O leitor Ayrton também destaca a importância da corrida: “Acho uma terrível falta de consideração do UOL ao não noticiar nada sobre as 500 milhas de Indianápolis. Esta é a corrida mais famosa, histórica e difícil do mundo. São 3h30 de prova. Uma média de velocidade em torno de 70% maior do que a F 1. E muito mais emocionante. O Hélio venceu; na largada, dos oito primeiros, quatro eram brasileiros e nenhuma notícia o UOL dá. Quem gosta de corridas quer ver e saber de todas e não somente de uma.
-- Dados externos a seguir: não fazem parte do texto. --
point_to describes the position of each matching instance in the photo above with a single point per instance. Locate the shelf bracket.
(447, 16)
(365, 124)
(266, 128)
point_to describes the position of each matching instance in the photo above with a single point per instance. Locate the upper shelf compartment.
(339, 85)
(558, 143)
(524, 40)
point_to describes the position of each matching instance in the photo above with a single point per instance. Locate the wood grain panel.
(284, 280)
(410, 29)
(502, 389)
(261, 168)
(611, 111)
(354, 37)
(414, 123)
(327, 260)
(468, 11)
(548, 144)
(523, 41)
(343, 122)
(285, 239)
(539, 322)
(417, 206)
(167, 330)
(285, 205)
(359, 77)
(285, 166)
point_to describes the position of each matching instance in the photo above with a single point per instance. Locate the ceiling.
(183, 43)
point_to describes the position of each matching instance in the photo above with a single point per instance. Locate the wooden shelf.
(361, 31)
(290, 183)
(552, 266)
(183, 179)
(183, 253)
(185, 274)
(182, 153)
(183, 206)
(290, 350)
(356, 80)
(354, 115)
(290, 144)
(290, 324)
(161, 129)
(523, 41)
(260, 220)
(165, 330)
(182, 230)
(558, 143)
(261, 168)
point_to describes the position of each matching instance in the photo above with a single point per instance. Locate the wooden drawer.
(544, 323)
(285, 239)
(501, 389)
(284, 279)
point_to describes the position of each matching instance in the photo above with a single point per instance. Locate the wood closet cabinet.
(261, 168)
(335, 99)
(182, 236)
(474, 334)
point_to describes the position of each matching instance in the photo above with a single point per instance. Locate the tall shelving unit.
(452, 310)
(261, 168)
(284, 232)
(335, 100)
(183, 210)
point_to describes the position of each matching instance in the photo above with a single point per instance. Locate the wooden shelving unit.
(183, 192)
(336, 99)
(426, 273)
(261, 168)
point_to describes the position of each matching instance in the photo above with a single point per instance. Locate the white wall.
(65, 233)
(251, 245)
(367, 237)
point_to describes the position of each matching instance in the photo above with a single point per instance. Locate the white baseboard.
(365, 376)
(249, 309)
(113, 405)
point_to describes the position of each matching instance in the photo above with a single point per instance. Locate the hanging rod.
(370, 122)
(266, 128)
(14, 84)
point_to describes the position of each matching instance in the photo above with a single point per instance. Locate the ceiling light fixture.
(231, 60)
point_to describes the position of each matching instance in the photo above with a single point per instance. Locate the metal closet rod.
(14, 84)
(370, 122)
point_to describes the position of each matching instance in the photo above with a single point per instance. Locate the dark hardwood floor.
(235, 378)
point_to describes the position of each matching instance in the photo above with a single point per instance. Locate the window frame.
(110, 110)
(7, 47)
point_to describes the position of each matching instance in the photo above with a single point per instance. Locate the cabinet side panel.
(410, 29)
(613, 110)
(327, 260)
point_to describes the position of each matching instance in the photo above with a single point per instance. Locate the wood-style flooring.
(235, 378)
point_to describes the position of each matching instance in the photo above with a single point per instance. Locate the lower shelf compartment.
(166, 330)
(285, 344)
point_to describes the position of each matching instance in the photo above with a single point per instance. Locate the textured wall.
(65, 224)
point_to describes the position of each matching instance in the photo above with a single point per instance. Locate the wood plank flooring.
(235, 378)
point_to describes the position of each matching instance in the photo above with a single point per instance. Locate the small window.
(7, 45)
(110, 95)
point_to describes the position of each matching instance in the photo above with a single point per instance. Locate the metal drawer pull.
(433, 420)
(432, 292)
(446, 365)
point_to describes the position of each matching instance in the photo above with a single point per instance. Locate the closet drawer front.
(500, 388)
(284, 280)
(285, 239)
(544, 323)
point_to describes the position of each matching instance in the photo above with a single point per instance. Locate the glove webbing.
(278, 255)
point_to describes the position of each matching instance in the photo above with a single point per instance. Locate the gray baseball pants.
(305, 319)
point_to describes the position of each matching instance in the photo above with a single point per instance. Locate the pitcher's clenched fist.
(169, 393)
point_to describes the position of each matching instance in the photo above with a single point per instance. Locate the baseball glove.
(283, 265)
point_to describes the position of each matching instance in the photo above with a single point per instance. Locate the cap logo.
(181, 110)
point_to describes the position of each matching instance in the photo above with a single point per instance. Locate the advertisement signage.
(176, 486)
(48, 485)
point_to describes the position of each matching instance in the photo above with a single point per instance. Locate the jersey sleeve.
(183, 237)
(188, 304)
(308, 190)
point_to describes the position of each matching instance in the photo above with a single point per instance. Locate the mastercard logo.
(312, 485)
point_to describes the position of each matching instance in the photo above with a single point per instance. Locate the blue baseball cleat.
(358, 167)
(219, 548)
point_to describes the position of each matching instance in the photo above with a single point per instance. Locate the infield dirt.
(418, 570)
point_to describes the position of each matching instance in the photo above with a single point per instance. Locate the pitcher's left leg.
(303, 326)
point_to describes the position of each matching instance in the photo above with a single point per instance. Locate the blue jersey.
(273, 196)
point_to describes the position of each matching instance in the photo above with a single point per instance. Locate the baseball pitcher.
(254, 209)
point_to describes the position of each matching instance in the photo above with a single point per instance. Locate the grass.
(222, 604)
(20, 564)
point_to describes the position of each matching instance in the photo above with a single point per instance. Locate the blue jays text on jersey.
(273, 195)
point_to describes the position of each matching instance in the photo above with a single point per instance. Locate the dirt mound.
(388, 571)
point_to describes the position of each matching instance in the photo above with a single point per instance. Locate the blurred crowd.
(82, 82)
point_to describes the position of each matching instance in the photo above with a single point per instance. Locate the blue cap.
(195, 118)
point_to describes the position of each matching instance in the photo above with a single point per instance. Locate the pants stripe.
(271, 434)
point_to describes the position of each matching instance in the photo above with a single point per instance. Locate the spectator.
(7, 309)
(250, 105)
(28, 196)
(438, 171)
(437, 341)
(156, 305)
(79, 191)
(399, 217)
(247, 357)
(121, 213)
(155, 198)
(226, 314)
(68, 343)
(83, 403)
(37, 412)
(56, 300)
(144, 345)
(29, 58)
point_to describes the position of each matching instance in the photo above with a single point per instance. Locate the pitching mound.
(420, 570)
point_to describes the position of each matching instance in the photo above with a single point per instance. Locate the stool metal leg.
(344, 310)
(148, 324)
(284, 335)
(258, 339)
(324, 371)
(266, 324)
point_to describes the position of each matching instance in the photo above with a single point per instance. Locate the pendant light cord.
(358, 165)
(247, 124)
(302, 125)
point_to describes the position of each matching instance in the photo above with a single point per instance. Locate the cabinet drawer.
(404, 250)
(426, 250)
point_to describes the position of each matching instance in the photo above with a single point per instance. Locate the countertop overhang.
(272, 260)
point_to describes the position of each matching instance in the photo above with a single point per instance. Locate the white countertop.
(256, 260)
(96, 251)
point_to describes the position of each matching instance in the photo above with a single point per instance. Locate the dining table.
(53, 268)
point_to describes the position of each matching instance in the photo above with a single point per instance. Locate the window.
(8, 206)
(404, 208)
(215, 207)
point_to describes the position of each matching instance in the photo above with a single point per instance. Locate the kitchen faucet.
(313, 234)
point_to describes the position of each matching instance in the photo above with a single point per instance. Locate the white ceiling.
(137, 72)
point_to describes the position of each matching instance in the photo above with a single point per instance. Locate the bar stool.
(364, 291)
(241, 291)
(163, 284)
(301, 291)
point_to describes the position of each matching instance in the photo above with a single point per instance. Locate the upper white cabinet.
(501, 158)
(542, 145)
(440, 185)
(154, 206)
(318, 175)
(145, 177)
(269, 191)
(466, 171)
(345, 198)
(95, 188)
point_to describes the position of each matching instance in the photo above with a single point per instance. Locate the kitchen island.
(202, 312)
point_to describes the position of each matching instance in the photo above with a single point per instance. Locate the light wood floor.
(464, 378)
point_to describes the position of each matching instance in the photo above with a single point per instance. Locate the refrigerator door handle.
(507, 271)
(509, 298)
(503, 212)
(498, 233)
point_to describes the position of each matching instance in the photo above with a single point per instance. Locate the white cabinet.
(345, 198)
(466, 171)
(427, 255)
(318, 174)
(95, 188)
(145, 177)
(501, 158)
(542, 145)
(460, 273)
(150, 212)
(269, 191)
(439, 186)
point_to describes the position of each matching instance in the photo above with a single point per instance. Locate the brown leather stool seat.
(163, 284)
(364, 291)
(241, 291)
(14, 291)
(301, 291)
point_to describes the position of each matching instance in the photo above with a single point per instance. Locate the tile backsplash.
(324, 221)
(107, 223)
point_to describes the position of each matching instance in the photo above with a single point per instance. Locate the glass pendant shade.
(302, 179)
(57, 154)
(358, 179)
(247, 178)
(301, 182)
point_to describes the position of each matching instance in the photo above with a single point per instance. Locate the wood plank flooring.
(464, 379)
Por favor, revejam seus critérios”.
A vitória do piloto foi noticiada pelo UOL em sua home page com foto, no dia 24, a partir das 18h e pelo menos até as 22h do dia 24.

A notícia também ficou na home page do portal no dia 25, das 0h as 8h da manhã, numa caixa dedicada a Esporte.

Ao ser informado sobre a existência da notícia e do destaque na home page do UOL, o internauta Victor argumentou: “Veja que os horários que o UOL pôs no ar são os não comerciais. Domingo, das 18h em diante, e depois das 0hs às 8hs na segunda são horários para notívagos ou desempregados. Para os consumidores normais, o UOL enaltece um segundo lugar da Fórmula 1. A vitória de um brasileiro nas 500 milhas é fato notável e provoca uma admiração reverencial ao vencedor nos EUA, enquanto isto UOL se preocupa com Fórmula 1, evento decrépito tomado pelo marketing das montadoras”.
De fato, o intervalo entre as 0h e as 8h da segunda tem audiência mais baixa que o do restante do dia. Mas a audiência das 18h as 22h do domingo não é nada desprezível. Na noite do dia 25, o tema voltou, depois das 22h e até as 8h do dia 26, mas o assunto era o prêmio recebido pelo piloto.
Somando tudo, considero que a notícia da vitória deveria ter ficado por mais tempo exposta na segunda-feira.